Carsten Holz, a specialist in Chinese economics at the Hong Kong University of Science and Technology, told Al Jazeera that the country’s political climate makes it difficult to clearly understand China’s economic problems. According to the economist, the often “almost anarchic environment of the past two decades” has led to features such as an over-indebted property sector, a partially insolvent wealth management system, murky local government finances, and commercial bank loan portfolios of “questionable quality”.

“No authority can understand the full extent of individual economic problems, let alone their interdependencies,” Holz pointed out.

For Louise Loo, an economist at Oxford Economics, the constant focus on financial stability means that the State Council will maintain an “aggressive tone” on local government finances throughout 2024, in an attempt to relieve the pressure of existing debt. In an opinion piece published in the China Daily, the economist believes that the acceleration of efforts to resolve local government debt issues will put the onus increasingly on the central government to use financing instruments. At the same time, top-down pressure to realize growth targets will “probably be less intense” by 2024.

A more disciplined approach to capital allocation will lead to only a small increase in the overall fiscal impulse, the economist points out, while inflation should see a timid rise as supply-side disinflationary pressures fade.

With regard to the situation in the property sector, Loo points out that the Chinese economy will have to undergo a “multi-year and rigorously managed clean-up process”.

“The old model of pre-sales for housing no longer exists. The transition to a new model that strengthens the role of state-run public and social housing could lead to greater consolidation among property developers in the country. There may be credit stress crises, but they are unlikely to be systemic,” he argues.

The Chinese government has emphasized a focus on increasing consumption and reducing economic dependence on the real estate sector, with Beijing directing banks to lend more to high-end manufacturing.

Debt to resolve

However, the long-term path to clearing the debt and restructuring the economy remains cloudy.

According to a report by the Brookings Institution, the Chinese economy is so dependent on real estate that if the sector shrank by just a third, around 10 per cent of Chinese production would have to be replaced by new industries.

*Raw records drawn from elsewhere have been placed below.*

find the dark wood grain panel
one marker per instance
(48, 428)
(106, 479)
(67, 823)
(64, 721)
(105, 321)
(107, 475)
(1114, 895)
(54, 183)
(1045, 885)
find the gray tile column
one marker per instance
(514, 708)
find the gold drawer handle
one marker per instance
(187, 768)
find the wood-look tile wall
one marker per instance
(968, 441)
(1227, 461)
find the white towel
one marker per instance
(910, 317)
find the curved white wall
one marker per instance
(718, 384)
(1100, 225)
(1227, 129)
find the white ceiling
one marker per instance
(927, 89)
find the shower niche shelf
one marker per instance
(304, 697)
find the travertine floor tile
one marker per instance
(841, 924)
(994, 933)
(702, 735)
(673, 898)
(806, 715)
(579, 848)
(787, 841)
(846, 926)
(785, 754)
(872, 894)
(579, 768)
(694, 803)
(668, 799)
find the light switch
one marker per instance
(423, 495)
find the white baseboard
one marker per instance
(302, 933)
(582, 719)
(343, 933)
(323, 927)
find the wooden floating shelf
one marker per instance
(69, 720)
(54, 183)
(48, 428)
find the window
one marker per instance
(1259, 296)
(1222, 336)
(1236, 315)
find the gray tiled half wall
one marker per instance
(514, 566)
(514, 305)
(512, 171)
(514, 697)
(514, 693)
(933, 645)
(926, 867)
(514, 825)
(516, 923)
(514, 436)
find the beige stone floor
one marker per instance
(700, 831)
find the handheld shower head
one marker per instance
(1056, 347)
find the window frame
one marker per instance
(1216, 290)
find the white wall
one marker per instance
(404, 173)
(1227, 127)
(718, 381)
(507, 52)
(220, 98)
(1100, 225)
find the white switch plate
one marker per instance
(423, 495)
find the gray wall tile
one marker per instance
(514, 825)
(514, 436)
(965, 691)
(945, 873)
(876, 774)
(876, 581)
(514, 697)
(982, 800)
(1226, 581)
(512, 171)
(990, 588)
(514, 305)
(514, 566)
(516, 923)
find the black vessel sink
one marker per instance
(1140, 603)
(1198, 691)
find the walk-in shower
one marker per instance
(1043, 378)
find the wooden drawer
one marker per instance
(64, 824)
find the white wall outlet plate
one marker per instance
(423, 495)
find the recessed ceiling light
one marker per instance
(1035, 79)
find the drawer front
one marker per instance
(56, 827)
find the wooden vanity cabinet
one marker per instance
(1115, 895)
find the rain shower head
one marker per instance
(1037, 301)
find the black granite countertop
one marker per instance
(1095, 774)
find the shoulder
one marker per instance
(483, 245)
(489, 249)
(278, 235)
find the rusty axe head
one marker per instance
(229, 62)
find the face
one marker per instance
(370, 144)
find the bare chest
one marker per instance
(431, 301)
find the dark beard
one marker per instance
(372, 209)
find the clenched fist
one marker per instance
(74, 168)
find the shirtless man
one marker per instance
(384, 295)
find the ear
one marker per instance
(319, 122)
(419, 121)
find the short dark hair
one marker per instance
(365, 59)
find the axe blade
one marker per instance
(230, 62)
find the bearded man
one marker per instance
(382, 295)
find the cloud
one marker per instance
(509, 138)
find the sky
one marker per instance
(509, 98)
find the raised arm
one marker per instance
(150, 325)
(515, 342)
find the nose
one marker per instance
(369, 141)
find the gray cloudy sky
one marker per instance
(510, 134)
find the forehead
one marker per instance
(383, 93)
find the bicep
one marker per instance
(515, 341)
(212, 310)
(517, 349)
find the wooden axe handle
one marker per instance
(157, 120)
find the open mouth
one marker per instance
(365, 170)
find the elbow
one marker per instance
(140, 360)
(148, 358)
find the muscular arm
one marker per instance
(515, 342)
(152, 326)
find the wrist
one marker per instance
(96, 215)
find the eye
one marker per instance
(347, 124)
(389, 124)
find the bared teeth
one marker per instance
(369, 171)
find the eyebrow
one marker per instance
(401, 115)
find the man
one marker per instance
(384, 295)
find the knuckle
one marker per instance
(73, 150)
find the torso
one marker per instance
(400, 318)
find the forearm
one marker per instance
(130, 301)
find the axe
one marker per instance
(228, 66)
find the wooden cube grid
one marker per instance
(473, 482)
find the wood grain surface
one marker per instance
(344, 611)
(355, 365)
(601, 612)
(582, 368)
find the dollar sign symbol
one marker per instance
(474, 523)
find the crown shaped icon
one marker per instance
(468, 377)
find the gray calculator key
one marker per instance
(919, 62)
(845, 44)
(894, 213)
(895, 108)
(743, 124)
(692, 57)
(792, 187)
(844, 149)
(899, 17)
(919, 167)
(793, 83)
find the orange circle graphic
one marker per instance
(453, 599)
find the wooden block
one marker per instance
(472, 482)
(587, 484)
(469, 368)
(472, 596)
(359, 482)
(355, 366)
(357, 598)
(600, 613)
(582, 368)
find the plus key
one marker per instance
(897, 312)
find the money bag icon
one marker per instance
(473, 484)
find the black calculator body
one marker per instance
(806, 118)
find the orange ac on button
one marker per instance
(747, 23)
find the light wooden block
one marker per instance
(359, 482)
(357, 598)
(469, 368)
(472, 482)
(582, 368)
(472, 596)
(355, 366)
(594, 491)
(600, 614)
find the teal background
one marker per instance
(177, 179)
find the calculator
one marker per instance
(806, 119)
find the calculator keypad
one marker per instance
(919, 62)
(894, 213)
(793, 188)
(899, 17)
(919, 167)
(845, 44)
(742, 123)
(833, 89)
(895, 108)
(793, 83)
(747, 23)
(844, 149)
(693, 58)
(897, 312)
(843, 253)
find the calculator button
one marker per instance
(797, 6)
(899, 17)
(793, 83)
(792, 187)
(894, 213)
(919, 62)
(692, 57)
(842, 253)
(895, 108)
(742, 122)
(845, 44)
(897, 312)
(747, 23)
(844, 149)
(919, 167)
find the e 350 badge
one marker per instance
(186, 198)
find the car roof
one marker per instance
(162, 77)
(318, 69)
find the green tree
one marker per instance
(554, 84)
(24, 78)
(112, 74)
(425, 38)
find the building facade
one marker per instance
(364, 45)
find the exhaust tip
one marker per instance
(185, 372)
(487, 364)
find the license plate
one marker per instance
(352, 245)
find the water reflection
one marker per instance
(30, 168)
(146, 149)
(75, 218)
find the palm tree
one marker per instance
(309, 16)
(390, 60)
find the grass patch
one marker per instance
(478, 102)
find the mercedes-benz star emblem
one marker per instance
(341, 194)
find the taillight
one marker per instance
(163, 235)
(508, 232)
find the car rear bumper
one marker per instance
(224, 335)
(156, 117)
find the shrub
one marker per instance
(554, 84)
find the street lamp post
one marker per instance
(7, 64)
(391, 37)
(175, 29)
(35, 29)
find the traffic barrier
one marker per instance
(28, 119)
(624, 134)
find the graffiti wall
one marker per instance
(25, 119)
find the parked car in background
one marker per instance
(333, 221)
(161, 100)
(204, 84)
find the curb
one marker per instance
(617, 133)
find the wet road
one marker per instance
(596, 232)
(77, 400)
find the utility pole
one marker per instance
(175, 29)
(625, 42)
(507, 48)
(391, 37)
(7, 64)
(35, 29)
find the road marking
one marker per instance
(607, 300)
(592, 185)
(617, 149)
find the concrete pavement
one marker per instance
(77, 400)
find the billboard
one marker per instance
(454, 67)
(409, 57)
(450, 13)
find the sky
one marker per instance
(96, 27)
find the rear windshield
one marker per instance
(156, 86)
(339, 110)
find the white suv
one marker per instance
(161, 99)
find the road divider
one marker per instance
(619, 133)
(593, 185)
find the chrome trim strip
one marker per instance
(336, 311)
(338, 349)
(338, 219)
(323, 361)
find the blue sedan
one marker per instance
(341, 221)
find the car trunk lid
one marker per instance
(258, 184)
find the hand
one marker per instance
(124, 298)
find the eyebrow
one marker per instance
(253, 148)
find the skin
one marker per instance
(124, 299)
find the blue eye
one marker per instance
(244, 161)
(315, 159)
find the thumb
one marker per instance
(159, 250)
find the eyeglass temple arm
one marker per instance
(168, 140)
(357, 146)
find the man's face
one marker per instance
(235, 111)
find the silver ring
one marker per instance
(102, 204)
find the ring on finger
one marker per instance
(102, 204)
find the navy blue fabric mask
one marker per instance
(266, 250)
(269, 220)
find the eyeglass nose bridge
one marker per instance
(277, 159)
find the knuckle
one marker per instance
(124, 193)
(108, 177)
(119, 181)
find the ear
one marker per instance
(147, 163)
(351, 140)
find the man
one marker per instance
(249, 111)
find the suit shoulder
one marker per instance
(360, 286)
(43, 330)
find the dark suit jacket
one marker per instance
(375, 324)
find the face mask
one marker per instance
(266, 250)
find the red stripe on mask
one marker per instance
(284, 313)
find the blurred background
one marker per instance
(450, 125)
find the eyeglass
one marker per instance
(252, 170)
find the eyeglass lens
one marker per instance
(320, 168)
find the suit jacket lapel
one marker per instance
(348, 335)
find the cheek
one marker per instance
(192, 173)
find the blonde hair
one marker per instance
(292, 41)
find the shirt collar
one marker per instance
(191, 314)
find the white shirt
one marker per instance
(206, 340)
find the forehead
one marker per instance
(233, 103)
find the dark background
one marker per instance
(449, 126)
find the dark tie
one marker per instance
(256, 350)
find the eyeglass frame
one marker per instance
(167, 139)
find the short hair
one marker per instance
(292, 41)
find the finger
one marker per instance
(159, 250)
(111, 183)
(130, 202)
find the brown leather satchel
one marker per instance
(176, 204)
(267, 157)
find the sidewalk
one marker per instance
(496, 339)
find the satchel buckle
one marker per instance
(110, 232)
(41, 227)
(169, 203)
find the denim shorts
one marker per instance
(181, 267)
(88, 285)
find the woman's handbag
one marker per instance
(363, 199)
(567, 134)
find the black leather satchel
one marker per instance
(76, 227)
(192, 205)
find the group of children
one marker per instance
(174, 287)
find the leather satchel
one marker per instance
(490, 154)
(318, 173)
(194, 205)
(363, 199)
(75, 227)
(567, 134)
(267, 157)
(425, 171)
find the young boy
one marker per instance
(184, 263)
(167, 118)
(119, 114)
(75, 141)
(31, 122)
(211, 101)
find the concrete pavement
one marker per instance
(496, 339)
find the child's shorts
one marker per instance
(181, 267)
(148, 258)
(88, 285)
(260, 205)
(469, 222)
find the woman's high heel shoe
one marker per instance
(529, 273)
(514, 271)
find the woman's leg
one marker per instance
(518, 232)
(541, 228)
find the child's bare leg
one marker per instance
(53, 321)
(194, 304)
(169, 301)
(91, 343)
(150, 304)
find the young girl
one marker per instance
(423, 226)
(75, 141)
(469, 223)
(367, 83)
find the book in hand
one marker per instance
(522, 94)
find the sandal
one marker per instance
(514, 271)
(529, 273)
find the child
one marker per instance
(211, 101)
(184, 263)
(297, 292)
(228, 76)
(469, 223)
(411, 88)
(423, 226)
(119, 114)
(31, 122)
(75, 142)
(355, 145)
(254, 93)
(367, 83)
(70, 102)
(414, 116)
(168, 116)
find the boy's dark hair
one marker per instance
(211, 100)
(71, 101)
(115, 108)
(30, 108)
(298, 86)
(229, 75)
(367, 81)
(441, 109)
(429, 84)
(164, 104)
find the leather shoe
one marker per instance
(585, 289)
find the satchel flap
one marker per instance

“One area where you can see [Xi Jinping’s] hand in the economy is the focus on industrial policy and the vision that economic decision-makers have established that we don’t need real estate, and maybe even that we don’t need exports as much anymore,” Chris Beddor, deputy director of China research at Gavekal Research, told Reuters. “Those are the old engines of growth. Instead, the focus will be on finding new engines of growth, especially in technology.”

According to the Conference Board’s China Centre for Economics and Business, as China’s economy faces deep structural problems, any major reform or stimulus package could open the “door to catastrophe”.

“There is some scope for policies that stimulate credit growth and investment, but the larger intervention becomes, the more likely it is to trigger further economic inefficiencies and speculative investment,” the think-tank emphasized.

“Even so, in recent months the government has stepped up monetary and fiscal measures to stimulate ‘targeted’ investment, especially in infrastructure for flood recovery and disaster prevention. As a result, although the strong recovery peak seen in the third quarter of 2023 will dissipate, growth in 2024 should remain stable.”